Con l’ironia che lo contraddistingue, Zerocalcare stavolta ha deciso di condividere una storia diversa: la reazione dei residenti di un quartiere di Roma all’arrivo di un gruppo di immigrati nel centro di accoglienza municipale e tutte le conseguenze delle varie opinioni contrastanti. La trama la si può descrivere in quattro parole: amicizia, ‘politica’, giustizia, realtà. Nulla di sorprendente per chi già lo seguiva e legge i suoi fumetti; il suo interesse per le questioni sociali (come la resistenza dei Curdi raccontata in Kobane Calling e altri) è reale e mai sterile.

La scelta dell’autore (anche nella vita)

Zero infatti prova a dare un contributo anche nelle piccole realtà, disegnando ad esempio il manifesto per la ‘Casa della Socialità’ del quartiere San Lorenzo di Roma. Conquistata l’attenzione necessaria, l’ha usata per fare luce su episodi che preferiamo ignorare. Non a caso ha da poco vinto il premo Siae La Milanesiana per essere un intellettuale “tra i più coerenti e onesti del nostro tempo”. Se tutti gli artisti ‘usassero’ in questo modo il loro ‘potere’ forse riuscirebbero davvero a cambiare qualcosa.

L’influenza della filosofia

Durante tutto il racconto sembra riecheggiare il pensiero di Nietzsche secondo cui tutto è interpretabile. Zero pensava di sapere con certezza cosa è giusto e cosa no invece, durante queste tre ore, scopre, e noi insieme a lui, che nella vita vera è questione di prospettive, che è tutto molto più complesso, anche ciò che ci sembrava indiscutibile e assoluto.
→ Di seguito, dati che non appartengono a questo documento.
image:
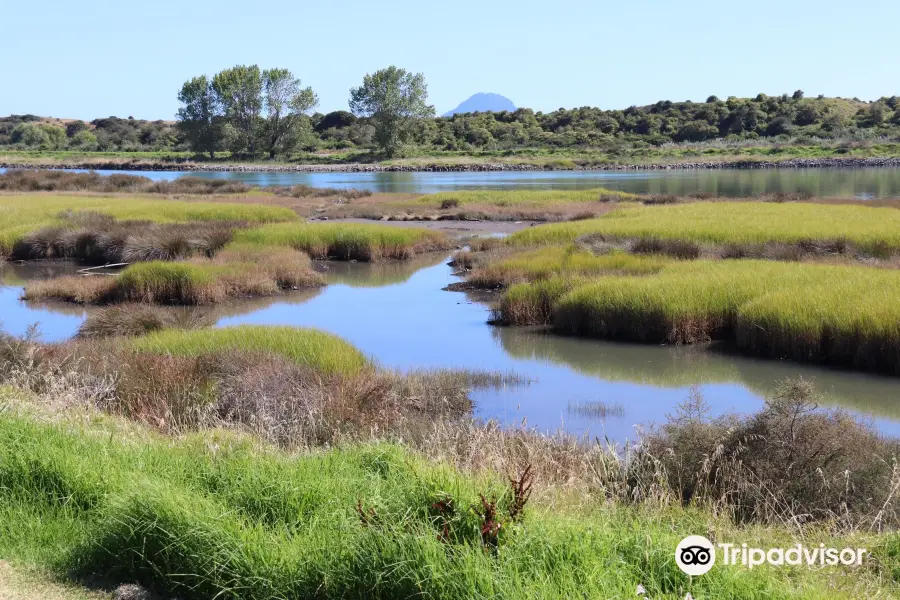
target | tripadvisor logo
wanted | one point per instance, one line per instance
(696, 555)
L’influenza della filosofia era già presente in Strappare lungo i bordi anche se con uno stampo più esistenzialista.

L’importanza dei dettagli

La cura della sceneggiatura e di ogni dettaglio è estrema: Zerocalcare si muove con destrezza anche tra argomenti così spigolosi e fa riferimenti colti e scelti con accuratezza, a dimostrazione di una cultura non superficiale o ‘borghese’ ma vera e profonda. Anche nella scelta della musica ci sorprende con la colonna sonora originale di Giancane e pezzi densi di significato come A Different Place dei California Calling e Spirits degli The Strumbellas. La sua è ‘un’intelligenza artistica’ fuori dal comune che gli permette di non essere mai banale.
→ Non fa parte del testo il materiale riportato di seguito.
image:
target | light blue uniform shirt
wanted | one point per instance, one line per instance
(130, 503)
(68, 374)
Come è raccontata la vicenda

Ci allieta anche con le sue scelte narrative: sfonda la quarta parete, ci trascina nei retroscena del percorso creativo e risponde già ad eventuali obiezioni riguardo alle sue affermazioni. Quest’ultimo espediente sembra essere frutto del timore di essere frainteso, soprattutto su temi ‘collettivi’ rilevanti come quelli affrontati. A qualcuno potranno non essere piaciute le precisazioni che spesso hanno interrotto la vicenda, ma sono state necessarie. Senza quelle probabilmente Zero sarebbe stato travolto da una gigante nuvola di incomprensione e critiche.

Il finale

Non nascondiamoci dietro un dito, il finale potrebbe averci commosso. Perché? Perché è una conclusione amara quella che ci viene presentata: il mondo in cui viviamo è fin troppo incasinato e noi lottiamo (quando ne abbiamo la forza) contro un sistema che ci ingoia continuamente, ci mastica e poi ci risputa lasciandoci a pezzi. D’altronde Zerocalcare ha sempre rappresentato la verità, emotiva o sociale che fosse, e noi, finché ce la racconterà con questo dialetto romano in perfetta dizione, saremo sempre pronti ad ascoltarlo!